Oldham gives two cheers for Ed Miliband

Peter KellnerPresident
May 16, 2011, 4:48 AM GMT+0

Ahead of last week’s by-election I predicted that the gap between Labour and the Liberal Democrats in the Oldham East and Saddleworth by-election would be narrower than the 17-point Labour lead reported by two opinion polls conducted a week before polling day. I argued that the history of by-elections in Labour seats suggested two things would happen: Labour would fall short of its poll numbers because of low turnout; and, with the Conservatives trailing in third place, some of their supporters would switch to the Lib Dems.

Both things duly happened, and Labour won by 10 points, not 17. However, the telling thing is that Labour’s support on the day fell only slightly short of its poll rating. Debbie Abrahams won 42% of the vote, compared with polling figures of 44% (ICM) and 46% (Populus). In the past, much larger gaps have appeared between poll numbers and actual votes.

This confirms that Labour is getting better at the ‘ground war’ of elections. This was evident in a number of marginal seats in last year’s general election, and seems to have been carried through to the Oldham East and Saddleworth campaign. The Populus poll commissioned by Lord Ashworth found that Labour had matched the Lib Dems in the number of voters they had spoken to, either face-to-face or by phone.

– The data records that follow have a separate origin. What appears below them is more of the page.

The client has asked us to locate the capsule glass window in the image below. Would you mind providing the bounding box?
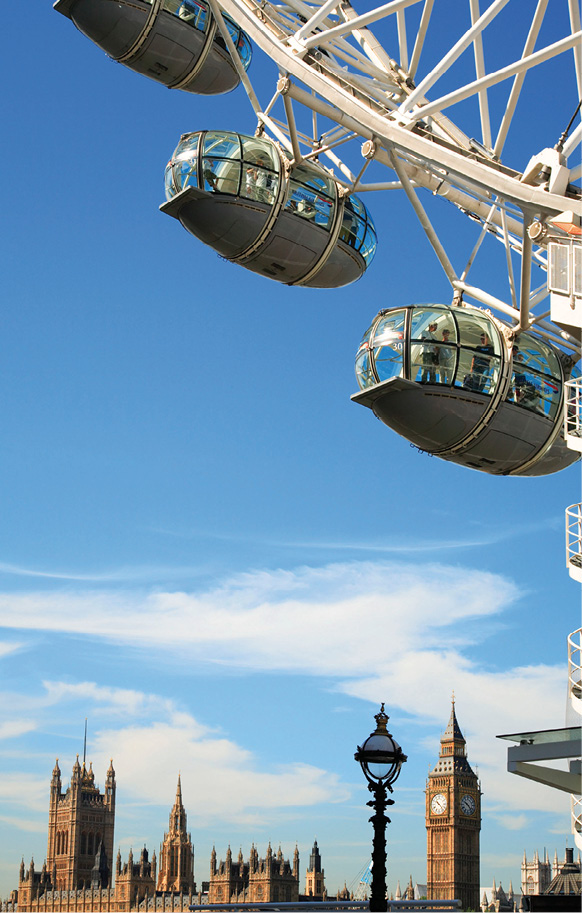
[370,310,406,381]
[163,0,210,32]
[164,133,200,200]
[454,308,501,396]
[220,13,253,70]
[356,327,377,390]
[507,333,562,419]
[200,131,241,195]
[410,305,457,385]
[285,166,335,231]
[240,136,279,203]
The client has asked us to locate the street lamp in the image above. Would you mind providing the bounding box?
[354,704,406,913]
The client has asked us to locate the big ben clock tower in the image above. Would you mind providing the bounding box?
[426,699,481,910]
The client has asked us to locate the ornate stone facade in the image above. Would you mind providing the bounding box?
[208,844,299,903]
[158,776,196,894]
[426,701,481,910]
[305,840,328,900]
[14,756,201,913]
[521,850,557,894]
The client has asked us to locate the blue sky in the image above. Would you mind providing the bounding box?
[0,2,580,896]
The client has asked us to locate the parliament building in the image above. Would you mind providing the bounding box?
[14,757,199,913]
[10,756,334,913]
[426,700,481,910]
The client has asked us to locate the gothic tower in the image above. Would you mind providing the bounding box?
[158,775,196,894]
[46,755,115,891]
[305,840,325,900]
[426,700,481,910]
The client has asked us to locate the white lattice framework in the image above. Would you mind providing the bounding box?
[566,504,582,581]
[564,377,582,451]
[214,0,582,352]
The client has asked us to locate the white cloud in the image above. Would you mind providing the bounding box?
[43,681,178,718]
[0,562,565,814]
[0,771,47,812]
[0,562,517,676]
[0,640,24,659]
[0,720,36,739]
[92,710,349,826]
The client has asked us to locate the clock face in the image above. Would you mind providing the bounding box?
[430,793,447,815]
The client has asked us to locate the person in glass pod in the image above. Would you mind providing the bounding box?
[54,0,252,95]
[352,304,580,476]
[160,130,376,288]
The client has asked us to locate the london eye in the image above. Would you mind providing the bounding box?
[55,0,582,475]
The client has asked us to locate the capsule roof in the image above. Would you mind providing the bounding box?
[352,304,578,475]
[162,131,377,288]
[54,0,252,95]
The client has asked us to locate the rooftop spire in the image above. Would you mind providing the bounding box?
[441,692,465,742]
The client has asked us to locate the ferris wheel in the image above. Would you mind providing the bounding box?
[55,0,582,475]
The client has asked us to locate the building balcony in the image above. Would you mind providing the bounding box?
[572,796,582,850]
[566,504,582,583]
[568,628,582,718]
[564,377,582,453]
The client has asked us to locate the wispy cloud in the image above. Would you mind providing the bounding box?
[0,561,564,814]
[0,562,207,584]
[148,517,562,555]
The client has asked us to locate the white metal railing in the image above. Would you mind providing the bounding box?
[566,504,582,577]
[568,628,582,706]
[571,796,582,850]
[564,377,582,439]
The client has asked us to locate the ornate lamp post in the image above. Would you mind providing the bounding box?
[354,704,406,913]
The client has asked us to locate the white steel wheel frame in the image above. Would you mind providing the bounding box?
[209,0,582,357]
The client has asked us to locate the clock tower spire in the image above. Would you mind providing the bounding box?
[426,696,481,910]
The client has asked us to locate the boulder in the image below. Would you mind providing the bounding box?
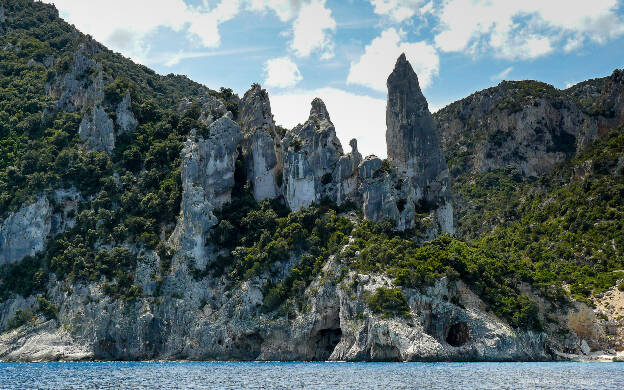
[0,196,52,265]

One other piece of evidence points the same way. Last May Phil Woolas won 14,186 votes. Last week Debbie Abrahams won 14,718. The increase was only modest; but it is rare for either Labour or the Tories, when defending a seat in a by-election, to win more votes, in absolute numbers, than in the preceding general election. Normally the fall in turnout pulls their voting numbers down, even when their percentage vote increases. In their 13 years in opposition, the Conservatives NEVER managed to increase their vote in a seat they were defending.

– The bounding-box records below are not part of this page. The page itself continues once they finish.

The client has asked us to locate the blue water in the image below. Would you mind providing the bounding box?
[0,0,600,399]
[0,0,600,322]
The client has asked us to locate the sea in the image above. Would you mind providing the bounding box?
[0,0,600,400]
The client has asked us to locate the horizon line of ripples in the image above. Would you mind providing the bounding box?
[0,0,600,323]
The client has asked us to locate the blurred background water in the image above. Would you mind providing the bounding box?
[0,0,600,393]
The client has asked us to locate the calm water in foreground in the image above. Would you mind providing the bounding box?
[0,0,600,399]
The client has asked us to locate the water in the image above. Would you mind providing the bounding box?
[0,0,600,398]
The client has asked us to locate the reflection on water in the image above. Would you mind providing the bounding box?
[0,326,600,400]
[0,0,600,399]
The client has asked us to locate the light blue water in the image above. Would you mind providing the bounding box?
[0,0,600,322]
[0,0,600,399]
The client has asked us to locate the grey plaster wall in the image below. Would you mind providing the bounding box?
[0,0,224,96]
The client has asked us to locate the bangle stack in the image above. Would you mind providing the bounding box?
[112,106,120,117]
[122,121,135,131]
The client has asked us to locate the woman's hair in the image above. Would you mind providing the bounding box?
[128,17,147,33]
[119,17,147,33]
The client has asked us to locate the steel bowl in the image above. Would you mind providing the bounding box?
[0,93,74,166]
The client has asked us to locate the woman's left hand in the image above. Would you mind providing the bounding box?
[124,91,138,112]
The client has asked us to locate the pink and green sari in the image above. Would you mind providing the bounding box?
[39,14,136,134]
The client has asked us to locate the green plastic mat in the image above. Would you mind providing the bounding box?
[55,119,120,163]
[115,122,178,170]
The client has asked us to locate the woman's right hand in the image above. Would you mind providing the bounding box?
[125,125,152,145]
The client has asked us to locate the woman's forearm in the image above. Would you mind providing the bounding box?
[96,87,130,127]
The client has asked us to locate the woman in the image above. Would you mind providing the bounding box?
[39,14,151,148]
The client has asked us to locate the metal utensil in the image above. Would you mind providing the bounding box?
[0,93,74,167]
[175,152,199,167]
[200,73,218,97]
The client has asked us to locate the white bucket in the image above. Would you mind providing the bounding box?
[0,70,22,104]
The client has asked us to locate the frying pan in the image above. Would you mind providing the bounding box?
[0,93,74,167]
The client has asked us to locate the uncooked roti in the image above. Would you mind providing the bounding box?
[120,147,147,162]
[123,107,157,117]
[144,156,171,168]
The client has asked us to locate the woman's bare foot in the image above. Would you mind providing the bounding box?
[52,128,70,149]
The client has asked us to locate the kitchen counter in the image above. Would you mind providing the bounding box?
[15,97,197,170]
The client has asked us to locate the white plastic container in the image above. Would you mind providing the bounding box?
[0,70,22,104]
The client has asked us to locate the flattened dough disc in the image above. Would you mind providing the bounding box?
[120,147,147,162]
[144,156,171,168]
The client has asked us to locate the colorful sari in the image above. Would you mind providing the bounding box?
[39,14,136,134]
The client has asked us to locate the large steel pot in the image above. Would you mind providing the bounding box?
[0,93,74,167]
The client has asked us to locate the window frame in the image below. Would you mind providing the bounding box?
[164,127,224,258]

That said, we should beware reading too much into the result. By-elections are peculiar events. And Labour did particularly badly last May, not just nationally but in Oldham East and Saddleworth. After taking account of boundary changes, Labour won 17,381 votes, and almost 43% of the vote, in 2005. That was when Labour, though winning a third term in office, secured just 36% of the vote across Britain. The joy of not quite returning to their 2005 percentage figure in a by-election now should be confined and cautious. This was a two-cheers-for-Labour result, not a three-cheers result.

If we are to look to the future, a better guide is to be found in our survey of Britain’s ‘squeezed middle’ for the Sunday Times Magazine. This shows that two-thirds of the public are ‘finding it tougher to get by than for many years’. People at every income level feel this. They include as many as 51% of those whose household income is more than £50,000 a year.

Electorally, however, the people who matter most are those at neither the top nor the bottom of the income scale. We have defined ‘squeezed middle’ as those who say they are finding it tougher to get by AND whose overall household income is £20-£50,000 a year. They comprise around one-third of all adults.

Perhaps the most striking comparisons are between those in the ‘squeezed middle’ (SM) versus those in the same household-income bracket who are NOT finding things tougher (NSM). They are demographically similar - age, number of children etc (though slightly more SMs are working, and slightly fewer retired). The biggest demographic difference is that 49% of SMs have mortgages, compared with 32% of NSMs.

These are some of the key differences.

  • Voting intention: SMs: 15% Lab lead; NSMs: 23% Con lead (total sample: 2% Lab lead)
  • Is the Government cutting spending fairly or unfairly? SMs: 33% fair, 60% unfair; NSMs. 51% fair. 37% unfair
  • Is the Government targeting middle classes? 72% of SMs agree, compared with only 46% of NSMs
  • Are ‘people like me bearing brunt of tax increases and spending cuts’? SMs: 89% agree, NSMs 46% agree.

So: there is a palpable sense among a politically crucial one-third of the electorate that they have been picked on, are suffering unfairly, are worried about the future, and are (relatively) pro-Labour. Some of them will have switched to Labour in last week’s by-election.

Whether they will switch to Labour nationally in large enough numbers in four years time to make Ed Miliband Prime Minister is another question. This depends on whether Labour can (a) pin the blame for the deepest of the coming cuts on the coalition and (b) persuade Britain’s ‘squeezed middle’ that Labour can be trusted once again to run the economy fairly and efficiently in the future. Last week’s by-election was a start for Labour as it seeks to fight back, but only a start.